Hour of Code
Posted Friday, December 4, 2015
We are thrilled to present you with a student-authored story promoting the learning our students at Loveland High School (LHS), Loveland Middle School (LMS) and Loveland Intermediate School (LIS) will participate in the international Hour of Code event. Please see the details as written by LHS Senior Hannah Matuszak.
LMS and LIS Host the Hour of Code
By Hannah Matuszak, LHS Senior
Next week, LMS and LIS students will spend an hour playing on their Chromebooks and other electronic devices in the middle of class. This might not sound like education at work, but in fact, they’ll be learning about the power of computer science and the basic principles of programming through a nationwide event called the Hour of Code that the Loveland school district will be hosting.
The Hour of Code (https://hourofcode.com/) was designed to get kids interested in computer science through games and tutorials that make learning to code more fun and less intimidating for beginners. Students can complete puzzles that introduce them to the logical side of coding with the Lightbot (http://lightbot.com/hoc.html) app, create animations using simple programming commands with Scratch from MIT, learn to code their own website in HTML with Codecademy,(www.codecademy.com) or try out one of the many other tutorials that are available. Although this event only lasts for an hour, students who become curious about coding can access any of the games from their own computer to learn more whenever they want.
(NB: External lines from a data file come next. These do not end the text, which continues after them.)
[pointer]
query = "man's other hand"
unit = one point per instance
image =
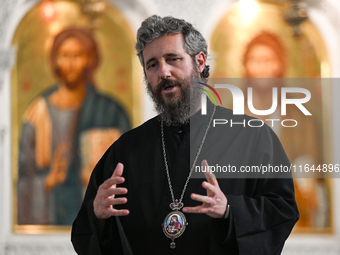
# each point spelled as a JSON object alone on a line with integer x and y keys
{"x": 215, "y": 202}
{"x": 105, "y": 198}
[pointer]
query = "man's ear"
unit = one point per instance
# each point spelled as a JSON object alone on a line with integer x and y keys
{"x": 200, "y": 61}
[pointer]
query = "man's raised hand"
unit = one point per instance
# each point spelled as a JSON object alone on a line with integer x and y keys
{"x": 215, "y": 202}
{"x": 105, "y": 198}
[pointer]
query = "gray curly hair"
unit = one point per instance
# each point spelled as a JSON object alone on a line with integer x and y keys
{"x": 156, "y": 26}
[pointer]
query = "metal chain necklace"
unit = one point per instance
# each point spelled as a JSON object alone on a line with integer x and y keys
{"x": 175, "y": 222}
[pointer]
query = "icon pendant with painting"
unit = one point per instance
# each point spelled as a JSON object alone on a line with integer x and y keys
{"x": 174, "y": 225}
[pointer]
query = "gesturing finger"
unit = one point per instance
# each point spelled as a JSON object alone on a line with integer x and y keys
{"x": 211, "y": 178}
{"x": 203, "y": 199}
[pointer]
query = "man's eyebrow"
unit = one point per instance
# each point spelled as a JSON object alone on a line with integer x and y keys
{"x": 165, "y": 55}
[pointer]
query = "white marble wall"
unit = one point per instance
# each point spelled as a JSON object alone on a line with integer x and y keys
{"x": 204, "y": 14}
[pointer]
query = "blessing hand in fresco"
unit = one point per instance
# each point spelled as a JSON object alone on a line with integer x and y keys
{"x": 59, "y": 167}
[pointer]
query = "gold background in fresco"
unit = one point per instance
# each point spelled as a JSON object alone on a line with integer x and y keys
{"x": 306, "y": 58}
{"x": 117, "y": 75}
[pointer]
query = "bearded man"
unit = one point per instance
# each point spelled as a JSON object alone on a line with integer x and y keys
{"x": 144, "y": 177}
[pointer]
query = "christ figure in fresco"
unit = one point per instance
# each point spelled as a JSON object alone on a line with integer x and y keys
{"x": 65, "y": 131}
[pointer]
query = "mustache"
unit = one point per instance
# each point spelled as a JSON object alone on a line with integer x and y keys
{"x": 167, "y": 82}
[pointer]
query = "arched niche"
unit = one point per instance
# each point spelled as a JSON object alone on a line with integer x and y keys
{"x": 305, "y": 57}
{"x": 306, "y": 54}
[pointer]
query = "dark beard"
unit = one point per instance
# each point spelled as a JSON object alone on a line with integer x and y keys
{"x": 180, "y": 110}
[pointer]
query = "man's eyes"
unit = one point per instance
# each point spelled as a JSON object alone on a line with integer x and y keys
{"x": 151, "y": 65}
{"x": 174, "y": 59}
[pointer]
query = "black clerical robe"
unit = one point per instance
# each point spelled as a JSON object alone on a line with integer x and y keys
{"x": 262, "y": 210}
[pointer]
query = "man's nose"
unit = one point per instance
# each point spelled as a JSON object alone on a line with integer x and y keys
{"x": 164, "y": 71}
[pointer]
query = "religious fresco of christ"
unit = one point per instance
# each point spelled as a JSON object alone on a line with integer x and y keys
{"x": 265, "y": 57}
{"x": 65, "y": 130}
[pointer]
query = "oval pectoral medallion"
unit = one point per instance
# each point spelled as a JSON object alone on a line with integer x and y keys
{"x": 174, "y": 225}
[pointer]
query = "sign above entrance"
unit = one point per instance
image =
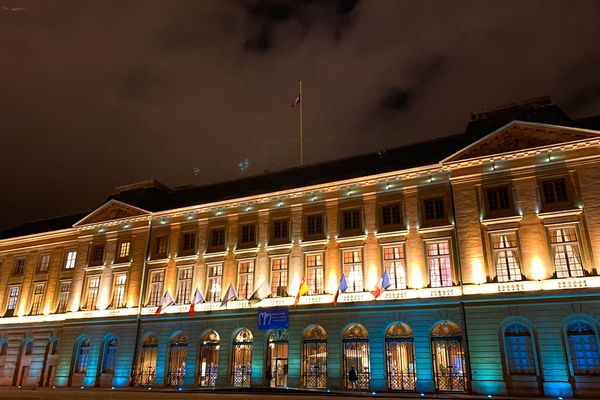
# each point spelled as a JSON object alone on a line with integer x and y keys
{"x": 272, "y": 318}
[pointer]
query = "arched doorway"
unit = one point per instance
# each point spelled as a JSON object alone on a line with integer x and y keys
{"x": 146, "y": 370}
{"x": 177, "y": 360}
{"x": 277, "y": 358}
{"x": 241, "y": 364}
{"x": 314, "y": 358}
{"x": 448, "y": 357}
{"x": 208, "y": 359}
{"x": 356, "y": 357}
{"x": 400, "y": 357}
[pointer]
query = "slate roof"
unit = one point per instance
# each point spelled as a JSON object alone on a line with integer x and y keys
{"x": 158, "y": 197}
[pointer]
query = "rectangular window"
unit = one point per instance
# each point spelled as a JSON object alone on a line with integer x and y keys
{"x": 160, "y": 247}
{"x": 434, "y": 208}
{"x": 248, "y": 234}
{"x": 439, "y": 262}
{"x": 555, "y": 191}
{"x": 97, "y": 254}
{"x": 505, "y": 256}
{"x": 279, "y": 274}
{"x": 279, "y": 231}
{"x": 70, "y": 259}
{"x": 498, "y": 199}
{"x": 156, "y": 285}
{"x": 188, "y": 243}
{"x": 13, "y": 298}
{"x": 118, "y": 300}
{"x": 390, "y": 215}
{"x": 44, "y": 265}
{"x": 217, "y": 238}
{"x": 19, "y": 266}
{"x": 314, "y": 225}
{"x": 184, "y": 286}
{"x": 394, "y": 262}
{"x": 91, "y": 295}
{"x": 63, "y": 296}
{"x": 353, "y": 270}
{"x": 215, "y": 276}
{"x": 314, "y": 273}
{"x": 245, "y": 279}
{"x": 37, "y": 299}
{"x": 351, "y": 220}
{"x": 565, "y": 252}
{"x": 123, "y": 251}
Why is it so important to get kids passionate about the world of computer science? The IT field is one of the fastest growing industries in the job market today, with the U.S. Bureau of Labor predicting that employment in all computer occupations will increase by 22 percent by 2020, so programming offers endless opportunities for today’s students. However, diving straight into computer science and figuring out how to understand a screen covered in endless strings of code can be intimidating. Hour of Code is working to clear up this confusion by showing students that everyone can and should learn to code. In today’s world, nearly every career involves some computer-related component, so even if you aren’t planning to write programs for Google in the future, knowledge about coding will help you to succeed no matter what you hope to achieve.
Last year, LHS ran the Hour of Code for the first time, resulting in success that led the event to expand to LMS and LIS this year. Students quickly got the hang of the coding tutorials and enjoyed completing the different games and puzzles. One student who participated in the high school’s event summed up the process of learning to code for the first time perfectly by commenting, “It was very frustrating, but I learned a lot. Thank you.” Creating a program for the first time is a challenging, educational process that teaches students to think in new ways and solve problems creatively, an experience that all students will get the chance to learn from during the Hour of Code the week of December 7.
Photo caption: LHS Senior Hannah Matuszak on her computer.